I searched for one – just one – group that didn’t require me to sing along to ‘The Wheels on the Bus’. I searched in vain. Of course, what I really wanted was a baby book group. Not a place to discuss (ugh) sleep training manuals and weaning primers, but somewhere I could go to share in the utter delight of children’s literature in all its guises – sweet and scary, magical and mysterious, funny and poignant and raspberry-blowing rude.

And so came the idea for Littlest Librarian – because honestly, who wants to croak along to another welcome song? I can’t promise to post with any regularity – it’s taken me almost a year to get even this far, kind reader – but I do hope to create a space where we can enthuse about the books we read in childhood and those we’re looking forward to reading to others. And while I can only pour you a virtual glass of wine, I can offer reviews and interviews and other appealing odds and ends to get the conversation started.

What I’m picturing is my local bookshop as a kid.

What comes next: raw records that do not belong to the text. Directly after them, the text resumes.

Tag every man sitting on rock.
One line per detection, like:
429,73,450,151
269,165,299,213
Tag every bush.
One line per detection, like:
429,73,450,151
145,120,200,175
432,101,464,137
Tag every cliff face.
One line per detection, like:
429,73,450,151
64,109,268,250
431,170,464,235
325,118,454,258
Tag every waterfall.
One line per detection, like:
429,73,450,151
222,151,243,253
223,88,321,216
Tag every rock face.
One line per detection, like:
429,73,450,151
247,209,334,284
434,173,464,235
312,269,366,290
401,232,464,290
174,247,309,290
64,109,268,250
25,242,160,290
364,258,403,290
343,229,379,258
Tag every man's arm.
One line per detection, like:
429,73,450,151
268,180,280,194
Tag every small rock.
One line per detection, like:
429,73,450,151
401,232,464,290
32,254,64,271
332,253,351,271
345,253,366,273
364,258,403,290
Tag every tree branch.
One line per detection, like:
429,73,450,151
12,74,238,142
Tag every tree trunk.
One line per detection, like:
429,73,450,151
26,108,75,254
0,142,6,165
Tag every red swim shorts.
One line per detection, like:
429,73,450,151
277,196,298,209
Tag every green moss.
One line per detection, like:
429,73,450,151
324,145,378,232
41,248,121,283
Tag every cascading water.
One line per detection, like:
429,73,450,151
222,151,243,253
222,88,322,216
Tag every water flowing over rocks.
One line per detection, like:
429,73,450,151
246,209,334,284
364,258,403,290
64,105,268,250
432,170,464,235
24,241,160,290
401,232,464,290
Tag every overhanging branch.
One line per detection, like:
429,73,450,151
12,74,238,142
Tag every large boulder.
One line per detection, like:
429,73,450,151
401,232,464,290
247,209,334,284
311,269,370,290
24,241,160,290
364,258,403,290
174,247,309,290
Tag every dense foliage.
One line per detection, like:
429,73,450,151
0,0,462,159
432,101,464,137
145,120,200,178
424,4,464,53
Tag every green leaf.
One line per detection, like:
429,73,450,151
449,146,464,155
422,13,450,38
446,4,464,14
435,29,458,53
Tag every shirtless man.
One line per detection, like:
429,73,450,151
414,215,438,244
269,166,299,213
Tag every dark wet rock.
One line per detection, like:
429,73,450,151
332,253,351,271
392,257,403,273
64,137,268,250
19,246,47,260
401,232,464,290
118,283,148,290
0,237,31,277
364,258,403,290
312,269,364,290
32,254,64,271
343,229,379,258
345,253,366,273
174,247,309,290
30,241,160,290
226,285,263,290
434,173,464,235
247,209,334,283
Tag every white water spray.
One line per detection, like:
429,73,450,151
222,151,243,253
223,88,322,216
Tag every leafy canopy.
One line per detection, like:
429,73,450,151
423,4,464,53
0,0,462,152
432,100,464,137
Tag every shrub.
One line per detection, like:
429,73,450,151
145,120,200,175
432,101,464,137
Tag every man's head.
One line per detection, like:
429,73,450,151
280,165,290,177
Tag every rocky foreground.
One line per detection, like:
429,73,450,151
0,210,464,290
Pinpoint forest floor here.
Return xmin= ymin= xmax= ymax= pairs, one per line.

There was a bell above the door and a big polished desk for the till to sit on. Even in my child’s-eye memories there is very little space but it did have a nook devoted to children’s books. It’s where I went for Frog and Toad and then Roald Dahl, where I discovered Judy Blume and picked out the first grown up book that I devoured of my own accord, before it could become homework (Pride and Prejudice – what was yours?).

The tales we encounter as children and teenagers are those that we go on to weave our own life stories around. They offer templates for understanding the world, shaping us in ways that we sometimes don’t appreciate until we get to bring them to life anew for little ears eager to find out where Alice landed when she tumbled down that rabbit hole or what happens when you climb the Faraway Tree.

And here’s the other wondrous thing about children’s literature: it conjures up a world in which anything can (and frequently does) happen. Whether this finds you in a fleeting moment of calm while your toddler naps or at work, scarfing a sandwich at your desk, I hope you’ll linger long enough to remember just what a thrill that can be.

Happy browsing,

Hephzibah

p.s. A confession: while I’ve been a writer, editor and book critic for (gulp) almost 20 years, I’ve little experience of either blogs or book clubs, so please bear with me while I figure it out.

p.p.s. I do know that blogs tend to be intensely personal. And though I’m not averse to spilling (ahem) and there’s likely to be far too much about me on here, this is the one corner of my life in which I’m going to be keeping my daughter in the background. She’s the inspiration behind the title – riffling through my bookshelves from the moment she could pull herself up – and so much more, but her story is hers alone to tell. After all, from Christopher Robin* to Gone Girl’s ‘Amazing Amy’, literature is teeming with children, real and fictional, who’ve been done no favours whatsoever by being made into characters by their scribbling parents!

* For grown-ups, the inimitable Cynthia Ozick has written a wonderful novel inspired by the real-life Christopher Robin’s experiences. It’s called The Bear Boy and I promise you’ll be intrigued.